The ssu Locus Plays a Key Role in Organosulfur Metabolism in Pseudomonas putida S-313

Antje Kahnert,¹ Paul Vermeij,^1, Claudia Wietek,¹ Peter James,² Thomas Leisinger,¹ and Michael A. Kertesz^1,3,*

Institute of Microbiology¹ and Protein Chemistry Laboratory,² Swiss Federal Institute of Technology, ETH-Zentrum, CH-8092 Zürich, Switzerland, and School of Biological Sciences, University of Manchester, Manchester M13 9PT, United Kingdom³

Received 7 October 1999/Accepted 15 February 2000

Pseudomonas putida S-313 can utilize a broad range of aromatic sulfonates as sulfur sources for growth in sulfate-free minimal medium. The sulfonates are cleaved monooxygenolytically to yield the corresponding phenols. miniTn5 mutants of strain S-313 which were no longer able to desulfurize arylsulfonates were isolated and were found to carry transposon insertions in the ssuEADCBF operon, which contained genes for an ATP-binding cassette-type transporter (ssuABC), a two-component reduced flavin mononucleotide-dependent monooxygenase (ssuED) closely related to the Escherichia coli alkanesulfonatase, and a protein related to clostridial molybdopterin-binding proteins (ssuF). These mutants were also deficient in growth with a variety of other organosulfur sources, including aromatic and aliphatic sulfate esters, methionine, and aliphatic sulfonates other than the natural sulfonates taurine and cysteate.

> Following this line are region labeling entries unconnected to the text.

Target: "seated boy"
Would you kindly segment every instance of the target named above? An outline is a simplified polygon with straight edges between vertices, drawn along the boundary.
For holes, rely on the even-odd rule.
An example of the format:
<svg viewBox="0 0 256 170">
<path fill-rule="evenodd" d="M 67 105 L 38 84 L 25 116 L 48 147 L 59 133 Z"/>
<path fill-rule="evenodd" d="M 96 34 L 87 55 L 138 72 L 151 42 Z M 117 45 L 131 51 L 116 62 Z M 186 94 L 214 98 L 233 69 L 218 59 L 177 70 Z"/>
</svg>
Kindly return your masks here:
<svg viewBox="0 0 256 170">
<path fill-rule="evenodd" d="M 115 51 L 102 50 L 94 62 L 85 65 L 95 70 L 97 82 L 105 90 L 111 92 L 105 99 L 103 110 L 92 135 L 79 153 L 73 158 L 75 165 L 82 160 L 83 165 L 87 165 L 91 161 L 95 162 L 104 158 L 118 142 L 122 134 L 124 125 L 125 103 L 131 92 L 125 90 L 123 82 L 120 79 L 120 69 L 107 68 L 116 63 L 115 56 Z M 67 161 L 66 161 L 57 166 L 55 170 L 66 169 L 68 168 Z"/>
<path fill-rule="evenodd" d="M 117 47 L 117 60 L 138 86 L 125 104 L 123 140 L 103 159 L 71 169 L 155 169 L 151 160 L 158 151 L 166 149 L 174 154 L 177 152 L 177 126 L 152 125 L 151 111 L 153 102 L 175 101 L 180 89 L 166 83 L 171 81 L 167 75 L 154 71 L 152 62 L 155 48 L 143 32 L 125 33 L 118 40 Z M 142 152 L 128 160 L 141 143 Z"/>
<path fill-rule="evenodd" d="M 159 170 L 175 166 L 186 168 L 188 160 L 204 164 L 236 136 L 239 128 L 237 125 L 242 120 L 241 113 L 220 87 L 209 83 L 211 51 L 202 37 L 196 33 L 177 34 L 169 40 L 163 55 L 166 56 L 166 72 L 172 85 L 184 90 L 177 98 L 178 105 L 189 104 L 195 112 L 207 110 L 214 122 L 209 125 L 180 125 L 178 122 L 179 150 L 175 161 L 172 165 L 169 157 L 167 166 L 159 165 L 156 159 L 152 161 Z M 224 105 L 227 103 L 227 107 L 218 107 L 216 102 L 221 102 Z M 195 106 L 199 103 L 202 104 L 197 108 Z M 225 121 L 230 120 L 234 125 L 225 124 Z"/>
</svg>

This pleiotropic phenotype was complemented by the ssu operon, confirming its key role in organosulfur metabolism in this species. Further complementation analysis revealed that the ssuF gene product was required for growth with all of the tested substrates except methionine and that the oxygenase encoded by ssuD was required for growth with sulfonates or methionine. The flavin reductase SsuE was not required for growth with aliphatic sulfonates or methionine but was needed for growth with arylsulfonates, suggesting that an alternative isozyme exists for the former compounds that is not active in transformation of the latter substrates. Aryl sulfate ester utilization was catalyzed by an arylsulfotransferase, and not by an arylsulfatase as in the related species Pseudomonas aeruginosa.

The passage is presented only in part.